At San Marino High School, it’s hard to imagine a life in the “heaven-sent suburbia” that’s not riddled with checklists and tired expectations for college and academic achievement. So when the school announced its first active shooter drill, imagining students huddling under classroom counters while still thoroughly annotating the pages of The Stranger wasn’t far-fetched (and actually a reality).
What students were oblivious to as they pulled out their phones to Snapchat the spectacle or sauntered to the parking lot after hearing the flash bang was the bleak reality of it all. Maybe it hit them during the survey students were required to take afterwards, when they were asked “How often do you think SMHS should hold this type of drill?” — a reminder that preparing for an active shooter is becoming as relevant as preparing for an earthquake in California.
For most students, however, it was just another outlet to jostle around while wasting away oh-so-precious class time.
Of course, the administration still gave us that gratuitous pat on the back afterwards, that human version of a dog’s “Good boy!” in the “debrief” that followed. Students met each question that their peers posed with applause, curiosity becoming a feat in itself during these trying times, before the staff tried to subdue the excitement in the room.
By that point, somehow, someway, the discussion started to encroach on the territory of productivity, and the topic shifted to how the drill could be adjusted to stimulate more realistic conditions. But could the drill really have gone any better?
It’s a horrific question to pose. The probability of staring down the barrel of a gun has become ingrained in the minds of America to the point of obsession, focusing on the fine details of a simulation, and that fact is what makes the question initially startling. But after it runs a couple of laps through your mind, you start to realize the source of the question’s eerie aura. America is ready to make school shootings and their preparation a science, which isn’t far from their current status as a statistic (although they shouldn’t be that either).
And it’s not just any science; it’s one that all children and adolescents will have to know. So you don’t get to cram for it like your next biology test. Luck on a test isn’t the same as luck when you run, hide, and fight.

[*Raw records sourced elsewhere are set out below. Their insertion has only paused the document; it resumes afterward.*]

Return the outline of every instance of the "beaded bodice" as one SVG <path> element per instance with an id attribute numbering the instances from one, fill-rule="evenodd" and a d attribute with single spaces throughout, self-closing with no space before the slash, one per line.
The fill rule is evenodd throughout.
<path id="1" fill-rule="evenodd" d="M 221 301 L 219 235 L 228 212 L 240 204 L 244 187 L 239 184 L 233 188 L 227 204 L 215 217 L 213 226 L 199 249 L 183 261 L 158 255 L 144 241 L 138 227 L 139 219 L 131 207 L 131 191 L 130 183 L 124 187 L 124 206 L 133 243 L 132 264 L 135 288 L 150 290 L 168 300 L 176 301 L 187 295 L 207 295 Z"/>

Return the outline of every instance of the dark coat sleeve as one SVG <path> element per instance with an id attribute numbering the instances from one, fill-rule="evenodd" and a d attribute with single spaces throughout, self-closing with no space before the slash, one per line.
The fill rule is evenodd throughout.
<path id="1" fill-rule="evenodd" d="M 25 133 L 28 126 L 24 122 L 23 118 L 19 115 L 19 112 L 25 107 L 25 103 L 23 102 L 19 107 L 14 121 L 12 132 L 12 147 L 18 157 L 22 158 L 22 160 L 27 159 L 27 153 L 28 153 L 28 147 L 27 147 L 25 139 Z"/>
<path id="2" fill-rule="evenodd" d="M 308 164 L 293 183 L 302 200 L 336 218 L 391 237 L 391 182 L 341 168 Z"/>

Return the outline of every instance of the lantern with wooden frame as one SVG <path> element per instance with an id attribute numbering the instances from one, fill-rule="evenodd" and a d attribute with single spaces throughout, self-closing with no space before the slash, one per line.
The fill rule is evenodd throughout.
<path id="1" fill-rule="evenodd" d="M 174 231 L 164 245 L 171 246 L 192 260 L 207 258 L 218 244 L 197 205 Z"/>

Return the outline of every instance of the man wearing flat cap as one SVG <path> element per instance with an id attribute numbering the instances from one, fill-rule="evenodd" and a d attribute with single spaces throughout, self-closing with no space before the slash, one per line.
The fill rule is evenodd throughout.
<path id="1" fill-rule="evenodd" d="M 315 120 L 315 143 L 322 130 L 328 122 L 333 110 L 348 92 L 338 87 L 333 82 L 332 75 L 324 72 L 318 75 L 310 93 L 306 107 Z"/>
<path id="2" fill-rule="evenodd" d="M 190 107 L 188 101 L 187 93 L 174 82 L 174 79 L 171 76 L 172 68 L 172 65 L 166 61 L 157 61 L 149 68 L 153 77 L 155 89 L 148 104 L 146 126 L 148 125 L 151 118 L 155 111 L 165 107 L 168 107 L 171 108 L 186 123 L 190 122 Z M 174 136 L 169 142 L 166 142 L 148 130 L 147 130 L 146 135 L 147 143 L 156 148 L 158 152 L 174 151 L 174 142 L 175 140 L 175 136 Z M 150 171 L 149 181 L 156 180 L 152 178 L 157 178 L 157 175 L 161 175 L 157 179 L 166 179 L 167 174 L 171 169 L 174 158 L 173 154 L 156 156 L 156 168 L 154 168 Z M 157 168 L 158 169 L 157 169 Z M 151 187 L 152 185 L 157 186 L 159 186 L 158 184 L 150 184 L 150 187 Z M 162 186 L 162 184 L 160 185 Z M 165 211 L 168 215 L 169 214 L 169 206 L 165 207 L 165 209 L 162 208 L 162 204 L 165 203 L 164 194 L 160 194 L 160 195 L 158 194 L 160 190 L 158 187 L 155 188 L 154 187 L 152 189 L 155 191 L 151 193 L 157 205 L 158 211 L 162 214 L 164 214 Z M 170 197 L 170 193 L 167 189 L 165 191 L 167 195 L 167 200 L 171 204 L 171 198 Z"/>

Instead, practice makes perfect; the next generation will be ready to hear the shot that echoes death and familiarize themselves with panic and fear like a second family before they go out into the real world.
We talk all the time about the desensitization that was wrought by World War One and how that has evolved to the excessive and nonchalant mentions of murders worldwide on news sites today, but the same goes for the events that have ensued since the Columbine shooting.
Training future generations for a new paradigm of violence, one that they have to live in constant fear of even when they’re just learning how to multiply or write an essay, is another way of becoming numb to the horrors of the world so that a greater pain is the only sensation that can be felt. So why do we do it? Because this is America, land of the N.R.A. and and the birthplace of mass school shootings.